Schnell legte ich meine Hand auf die Wunde und rief erneut die Mächte in mir an. Eine dicke, dunkle Flüssigkeit bildete sich unter meiner Hand, die ich so schnell ich konnte über meine Verletzung fließen ließ. Fast sofort trat eine erleichternde Milderung des Schmerzes ein. Ein erleichtertes Seufzen entglitt mir. Doch nachdem der Schmerz meinen Verstand wieder freigegeben hatte, verfluchte ich mich selbst für meine halsbrecherische Dummheit und mein Kopf wirbelte zu dem Durchgang aus dem das Vieh gekommen war. Alle meine Nerven waren bis zum zerreißen gespannt und ich erwartete jede Sekunde einen neuen Angriff. Ich kniff die Augen zusammen und schärfte meinen Blick so gut ich konnte. Aber da war nichts. Nichts außer die Dunkelheit des Ganges, die meine Augen ohne Probleme zu durchdringen vermochten. Doch das beruhigte mich nicht im geringsten. Nein es bewirkte eher das komplette Gegenteil. „Ich hätte ihn nicht übersehen können... Oder war er vielleicht...? Nein... Dann wäre er nicht so leicht gestorben“ grübelte ich fluchend und ließ meinen Blick, erneut ohne Erfolg, über das Dach wandern. Verwirrt beendete ich meinen provisorischen ersten Hilfe Zauber und ging in die Hocke, wobei ich vorsichtshalber, um nicht das Gleichgewicht zu verlieren, mit den Fingerspitzen den Boden berührte. Ich sammelte und konzentrierte meine Kraft bis ich sie nicht mehr in mir halten konnte. Ein dichter schwarzer Dampf strömte aus mir heraus, der sich kreisförmig um mich ausbreitete. Mir wurde schwindelig, als ich meine Kräfte so explosionsartig freisetzte und kippte beinahe zur Seite weg. Ich konnte mich gerade noch halten, atmete einmal tief durch und setzte den Zauber fort. Erst umschmiegte der Dampf meine Füße und kroch langsam meine Beine hoch, doch von einen auf den anderen Augenblick schoss er wie eine gigantische Flutwelle am Boden entlang und färbte das gesamte Dach pechrabenschwarz. Eine gigantische Fülle von Eindrücken und Informationen strömten auf mich ein, als mein Zauber langsam in alles, was auf dem Dach war, in jedes Molekül, jedes Atom vordrang und sie analysierte. Fast sofort erkannte ich die Fußspuren des Dämons, der mich angegriffen hatte und verfolgte sie bis zu dem verschütteten Durchgang zurück. Und da fand ich was ich suchte. An der Decke klebten der eindeutige Beweis, das es kein Zufall gewesen sein konnte.
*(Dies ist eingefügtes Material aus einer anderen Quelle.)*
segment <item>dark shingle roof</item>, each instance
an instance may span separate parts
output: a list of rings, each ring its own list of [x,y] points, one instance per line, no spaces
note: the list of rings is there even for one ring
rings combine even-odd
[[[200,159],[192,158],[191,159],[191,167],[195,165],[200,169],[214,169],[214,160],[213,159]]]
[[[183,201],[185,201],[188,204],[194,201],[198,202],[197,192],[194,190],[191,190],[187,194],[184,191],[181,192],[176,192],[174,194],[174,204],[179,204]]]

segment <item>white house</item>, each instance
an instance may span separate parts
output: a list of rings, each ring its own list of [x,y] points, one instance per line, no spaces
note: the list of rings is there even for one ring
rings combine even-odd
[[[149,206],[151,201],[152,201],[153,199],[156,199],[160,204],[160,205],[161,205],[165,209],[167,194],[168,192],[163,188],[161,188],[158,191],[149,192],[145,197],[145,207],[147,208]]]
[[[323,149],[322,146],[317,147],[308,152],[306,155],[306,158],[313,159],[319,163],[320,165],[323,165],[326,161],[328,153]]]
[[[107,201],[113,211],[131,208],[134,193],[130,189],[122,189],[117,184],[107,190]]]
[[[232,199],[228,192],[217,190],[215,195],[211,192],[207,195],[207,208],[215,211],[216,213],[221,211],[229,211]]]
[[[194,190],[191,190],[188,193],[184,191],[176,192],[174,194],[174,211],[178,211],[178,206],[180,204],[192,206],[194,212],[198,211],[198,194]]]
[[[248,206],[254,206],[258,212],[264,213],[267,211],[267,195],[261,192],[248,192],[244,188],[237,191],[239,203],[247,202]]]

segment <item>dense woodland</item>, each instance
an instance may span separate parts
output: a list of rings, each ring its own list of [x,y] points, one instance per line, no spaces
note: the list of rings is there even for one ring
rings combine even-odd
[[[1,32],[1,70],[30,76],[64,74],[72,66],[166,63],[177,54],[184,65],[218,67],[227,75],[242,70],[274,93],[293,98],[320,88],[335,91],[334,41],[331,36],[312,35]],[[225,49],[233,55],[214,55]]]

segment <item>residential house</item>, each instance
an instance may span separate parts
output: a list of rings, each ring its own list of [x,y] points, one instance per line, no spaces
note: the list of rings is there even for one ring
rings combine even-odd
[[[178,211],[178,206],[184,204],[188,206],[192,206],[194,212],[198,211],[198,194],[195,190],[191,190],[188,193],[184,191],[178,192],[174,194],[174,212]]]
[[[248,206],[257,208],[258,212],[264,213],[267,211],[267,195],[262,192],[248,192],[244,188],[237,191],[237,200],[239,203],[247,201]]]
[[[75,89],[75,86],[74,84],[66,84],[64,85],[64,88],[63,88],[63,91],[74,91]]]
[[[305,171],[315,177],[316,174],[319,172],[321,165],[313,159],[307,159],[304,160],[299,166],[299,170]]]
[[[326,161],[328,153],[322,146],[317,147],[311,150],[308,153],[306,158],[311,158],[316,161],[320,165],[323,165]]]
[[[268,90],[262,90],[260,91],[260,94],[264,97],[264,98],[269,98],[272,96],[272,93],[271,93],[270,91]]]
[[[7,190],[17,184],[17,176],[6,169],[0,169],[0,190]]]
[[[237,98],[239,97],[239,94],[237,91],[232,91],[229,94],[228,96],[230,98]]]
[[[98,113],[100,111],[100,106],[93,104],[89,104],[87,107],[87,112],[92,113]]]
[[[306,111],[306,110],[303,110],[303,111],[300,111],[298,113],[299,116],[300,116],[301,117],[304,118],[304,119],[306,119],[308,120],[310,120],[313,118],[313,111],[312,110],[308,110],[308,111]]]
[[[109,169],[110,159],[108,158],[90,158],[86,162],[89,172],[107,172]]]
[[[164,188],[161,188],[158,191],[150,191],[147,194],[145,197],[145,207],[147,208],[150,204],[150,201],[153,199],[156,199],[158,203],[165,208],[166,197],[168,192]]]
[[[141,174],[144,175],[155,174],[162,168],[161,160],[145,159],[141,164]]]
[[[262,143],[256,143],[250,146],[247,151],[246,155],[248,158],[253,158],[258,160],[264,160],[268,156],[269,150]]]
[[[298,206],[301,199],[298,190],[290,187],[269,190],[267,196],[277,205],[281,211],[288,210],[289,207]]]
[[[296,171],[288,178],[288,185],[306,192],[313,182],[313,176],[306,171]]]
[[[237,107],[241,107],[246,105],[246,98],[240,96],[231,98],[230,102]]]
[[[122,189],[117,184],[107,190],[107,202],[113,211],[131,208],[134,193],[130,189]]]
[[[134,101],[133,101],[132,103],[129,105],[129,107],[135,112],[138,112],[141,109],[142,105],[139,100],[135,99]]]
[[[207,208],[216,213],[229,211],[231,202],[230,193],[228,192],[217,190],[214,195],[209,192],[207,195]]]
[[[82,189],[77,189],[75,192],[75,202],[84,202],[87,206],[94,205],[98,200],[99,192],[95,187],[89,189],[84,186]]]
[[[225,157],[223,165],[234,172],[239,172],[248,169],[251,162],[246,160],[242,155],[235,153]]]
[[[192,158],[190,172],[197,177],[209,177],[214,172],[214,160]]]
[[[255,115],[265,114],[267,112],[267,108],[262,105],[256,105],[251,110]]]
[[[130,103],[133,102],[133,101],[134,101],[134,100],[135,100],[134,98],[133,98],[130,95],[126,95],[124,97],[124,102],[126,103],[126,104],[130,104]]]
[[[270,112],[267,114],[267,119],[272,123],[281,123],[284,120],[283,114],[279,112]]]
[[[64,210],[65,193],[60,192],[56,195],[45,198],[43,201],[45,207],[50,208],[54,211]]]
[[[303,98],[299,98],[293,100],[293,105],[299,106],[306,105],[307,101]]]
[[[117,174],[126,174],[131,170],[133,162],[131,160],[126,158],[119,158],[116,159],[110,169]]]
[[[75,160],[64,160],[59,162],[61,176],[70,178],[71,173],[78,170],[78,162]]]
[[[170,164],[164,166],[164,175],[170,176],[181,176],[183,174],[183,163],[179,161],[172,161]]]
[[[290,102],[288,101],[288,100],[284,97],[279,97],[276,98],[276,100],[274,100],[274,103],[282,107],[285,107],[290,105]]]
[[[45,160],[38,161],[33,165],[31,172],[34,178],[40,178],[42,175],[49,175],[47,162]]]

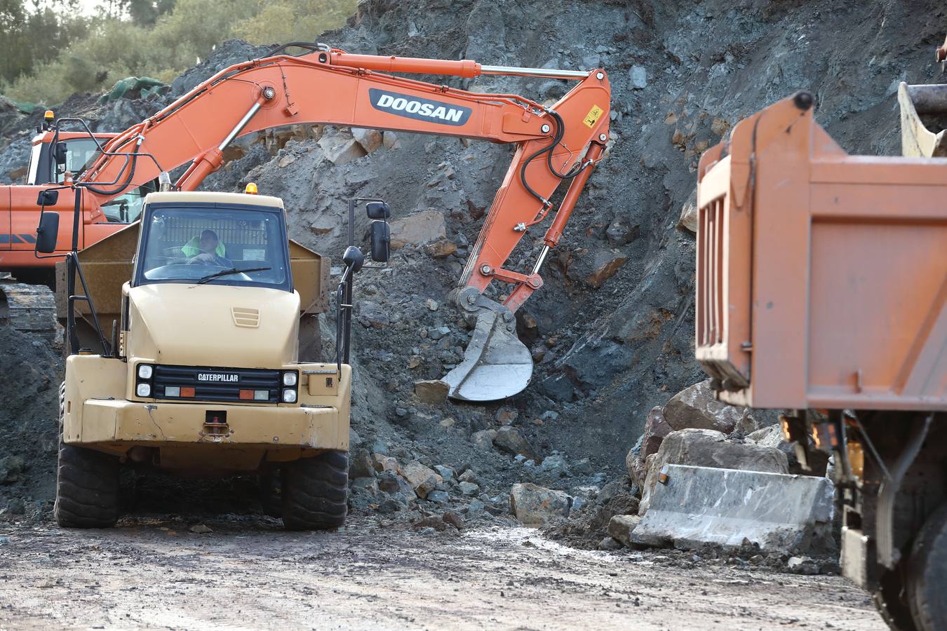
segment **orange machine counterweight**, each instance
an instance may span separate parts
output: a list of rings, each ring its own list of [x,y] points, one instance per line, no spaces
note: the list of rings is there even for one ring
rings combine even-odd
[[[509,74],[561,77],[578,82],[546,108],[507,94],[481,94],[374,72],[425,73],[474,77]],[[326,98],[325,95],[332,95]],[[276,55],[239,63],[219,72],[153,116],[117,134],[106,154],[77,177],[89,186],[83,196],[80,247],[118,230],[102,204],[189,163],[176,188],[193,190],[223,162],[223,151],[235,138],[299,123],[367,127],[379,130],[480,138],[517,146],[512,164],[484,221],[460,285],[481,293],[491,280],[513,283],[506,306],[515,310],[542,286],[538,272],[546,250],[528,276],[503,269],[529,226],[545,218],[551,198],[570,171],[571,186],[545,237],[554,246],[576,200],[608,138],[611,89],[603,70],[549,70],[481,66],[469,60],[444,61],[350,55],[328,47],[294,57]],[[129,157],[137,148],[151,159]],[[550,168],[550,165],[554,169]],[[581,165],[581,168],[577,168]],[[110,183],[107,184],[95,183]],[[37,186],[0,186],[0,202],[10,225],[0,232],[33,235],[39,208]],[[63,191],[48,210],[72,212],[72,195]],[[5,213],[0,210],[0,218]],[[57,251],[71,243],[72,221],[60,222]],[[2,221],[2,219],[0,219]],[[12,238],[9,239],[12,241]],[[0,244],[0,248],[4,247]],[[51,266],[37,259],[32,243],[9,243],[0,250],[0,268]],[[491,273],[474,271],[490,270]],[[532,282],[524,283],[529,277]]]

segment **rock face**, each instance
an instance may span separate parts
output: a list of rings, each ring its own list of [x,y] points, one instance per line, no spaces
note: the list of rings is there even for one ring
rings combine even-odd
[[[786,454],[776,447],[754,443],[735,443],[713,429],[688,429],[672,431],[647,464],[639,514],[648,510],[651,494],[666,464],[690,464],[767,473],[789,473]]]
[[[641,521],[636,515],[616,515],[608,522],[608,535],[621,545],[630,547],[632,531]]]
[[[422,403],[438,404],[447,400],[450,386],[440,379],[415,381],[415,394]]]
[[[533,451],[532,447],[527,442],[527,439],[523,437],[519,429],[510,426],[504,426],[496,430],[496,436],[493,437],[493,443],[500,449],[511,453],[514,456],[516,454],[522,454],[527,458],[531,460],[536,460],[536,452]]]
[[[434,470],[429,469],[418,461],[407,463],[402,467],[402,477],[411,484],[419,498],[426,498],[427,494],[437,488],[442,481]]]
[[[690,197],[681,206],[681,219],[677,221],[677,227],[688,232],[697,233],[697,187],[690,193]]]
[[[747,414],[745,408],[715,399],[709,379],[685,388],[664,406],[664,418],[672,429],[696,428],[728,434]]]
[[[572,499],[565,492],[530,482],[513,484],[509,491],[509,508],[527,526],[543,526],[553,519],[565,518],[571,505]]]

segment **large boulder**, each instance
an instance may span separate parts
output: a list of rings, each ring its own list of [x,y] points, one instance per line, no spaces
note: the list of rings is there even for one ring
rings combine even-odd
[[[641,457],[647,458],[652,453],[657,453],[664,437],[674,429],[664,420],[664,411],[661,406],[654,406],[648,412],[648,420],[645,421],[645,431],[641,436]]]
[[[723,432],[713,429],[691,428],[672,431],[665,437],[657,453],[647,460],[639,515],[644,515],[648,510],[651,494],[661,470],[667,464],[789,473],[786,454],[777,447],[728,441]]]
[[[738,424],[746,427],[745,419],[749,415],[746,408],[718,401],[710,389],[709,379],[685,388],[664,406],[664,420],[675,430],[697,428],[728,434]]]
[[[423,245],[446,236],[444,216],[433,208],[391,222],[392,250],[405,245]]]
[[[809,449],[809,468],[805,469],[796,455],[795,443],[787,443],[782,438],[782,429],[778,425],[769,425],[762,429],[748,434],[746,440],[762,447],[775,447],[789,461],[789,472],[799,476],[824,476],[829,465],[829,454],[815,448]],[[814,446],[810,446],[814,447]]]
[[[569,517],[572,498],[564,491],[553,491],[531,482],[513,484],[509,509],[527,526],[542,526],[553,519]]]

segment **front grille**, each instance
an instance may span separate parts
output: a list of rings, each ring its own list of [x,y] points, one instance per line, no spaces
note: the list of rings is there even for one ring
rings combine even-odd
[[[222,380],[211,380],[218,376]],[[228,379],[236,376],[236,381]],[[260,368],[220,368],[215,366],[154,366],[154,398],[181,401],[234,401],[243,403],[278,403],[280,372]],[[194,396],[168,396],[167,387],[193,388]],[[241,390],[266,390],[266,399],[241,399]]]

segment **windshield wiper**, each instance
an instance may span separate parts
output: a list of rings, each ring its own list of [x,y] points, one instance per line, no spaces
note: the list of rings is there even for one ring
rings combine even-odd
[[[207,274],[206,276],[202,276],[201,280],[197,281],[198,285],[203,285],[209,280],[213,280],[219,276],[226,276],[232,273],[242,273],[246,272],[266,272],[267,270],[272,270],[273,268],[250,268],[249,270],[238,270],[237,268],[231,268],[229,270],[223,270],[223,272],[215,272],[212,274]]]

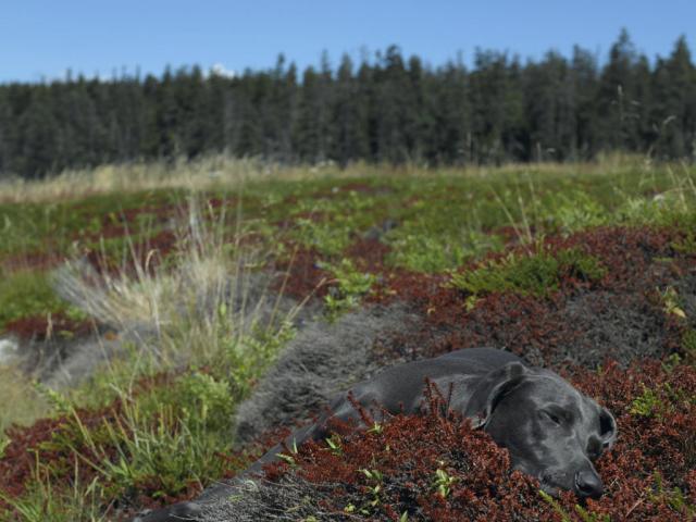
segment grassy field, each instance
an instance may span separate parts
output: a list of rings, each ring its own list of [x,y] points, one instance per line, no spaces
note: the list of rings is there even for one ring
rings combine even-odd
[[[608,406],[607,495],[544,498],[485,434],[397,418],[301,449],[276,480],[311,501],[261,505],[308,521],[695,517],[693,166],[214,158],[0,195],[0,520],[128,520],[233,476],[281,433],[243,444],[235,411],[306,321],[331,332],[393,303],[418,320],[375,343],[381,365],[496,346]],[[388,450],[414,451],[412,433],[415,463]]]

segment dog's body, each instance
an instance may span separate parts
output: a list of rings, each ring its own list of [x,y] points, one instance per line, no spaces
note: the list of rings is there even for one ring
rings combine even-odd
[[[291,434],[243,476],[261,472],[264,464],[286,451],[284,446],[322,440],[328,435],[332,419],[360,424],[356,402],[377,422],[385,412],[419,413],[426,381],[445,394],[451,389],[449,409],[471,419],[475,427],[508,448],[512,465],[537,477],[546,492],[571,489],[580,497],[595,498],[602,494],[604,485],[592,462],[613,444],[617,425],[611,413],[556,373],[526,366],[517,356],[490,348],[470,348],[399,364],[357,384],[315,424]],[[197,501],[154,511],[136,521],[196,520],[201,505],[224,498],[229,492],[231,486],[219,484],[206,489]]]

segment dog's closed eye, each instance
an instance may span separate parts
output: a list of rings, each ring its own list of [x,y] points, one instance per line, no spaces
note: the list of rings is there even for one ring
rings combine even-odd
[[[539,410],[539,417],[559,426],[563,424],[563,418],[551,410]]]

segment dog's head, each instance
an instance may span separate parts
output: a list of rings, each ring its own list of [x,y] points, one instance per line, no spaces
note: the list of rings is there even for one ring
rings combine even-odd
[[[593,462],[613,444],[616,420],[556,373],[508,363],[478,383],[464,413],[546,493],[563,488],[593,498],[604,493]]]

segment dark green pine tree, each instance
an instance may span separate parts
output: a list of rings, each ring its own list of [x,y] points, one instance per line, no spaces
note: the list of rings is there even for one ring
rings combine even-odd
[[[696,70],[684,36],[670,57],[658,60],[652,105],[660,158],[692,157],[696,152]]]

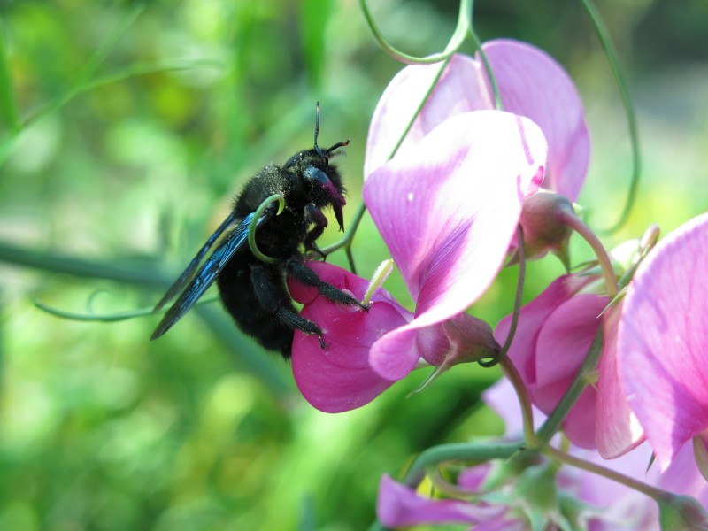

Wenn ein Zauber gewirkt wird, dann muss der Wirker diesem Zauber eine gewisse Menge seiner magischen Energie zuweisen, um ihn wirken zu können. Sollte er ihm einen zu hohen Betrag zugewiesen haben, wird trotzdem die gesamte Kraft für diesen Spruch verbraucht. Unter Umständen kann es ihn verstärken, aber in den meisten Fällen wird nur eine festgelegte Menge an Energie gebraucht. Aber da die überschüssige Kraft nicht einfach verschwinden kann, wird sie nach Vervollständigung des Zaubers in Form von winzigen Ablagerungen, die charakteristische Merkmale des Wirkers tragen, zwischen den einzelnen Atomen der beteiligten Stoffe oder in der Luft abgelegt.
Und so war es auch hier. Zwar konnte ich die übrigen Partikel an einer Hand abzählen, aber sie waren da und bewiesen, dass auf die Decke erst kürzlich ein Zauber gewirkt wurde. „Es musste sich wohl um einen Teleportationsspruch gehandelt haben.“ folgerte ich und stand langsam auf. Ich schaute mich noch einmal vorsichtig um, überprüfte erneut die Informationen, die mir mein eigener Zauber lieferte und rief ihn dann beruhigt, dass ich vorerst in Sicherheit war, zurück. Wie als ob der Dampf ein Eigenleben hatte setzte er sich auf meinen Befehl hin in Bewegung und floss zurück zu mir. Er kletterte an mir hoch, mit tiefen Zügen atmete ich ihn ein und mit jedem Atemzug kehrte ein großes Stück meiner Kraft zu mir zurück. Nach einem kurzen Zögern drehte ich dem Durchgang den Rücken zu und hielt nochmal Ausschau nach den verräterischen Nebelwolken. Ich zählte durch und stellte besorgt fest, dass eine verschwunden war. „Ich werde in nächster Zeit vorsichtiger sein müssen...“ flüsterte ich mir selbst zu, wandte mich von dem tristen Anblick der Stadt ab, kletterte ohne weiteres Murren die Leiter herunter und begab mich auf die Jagd.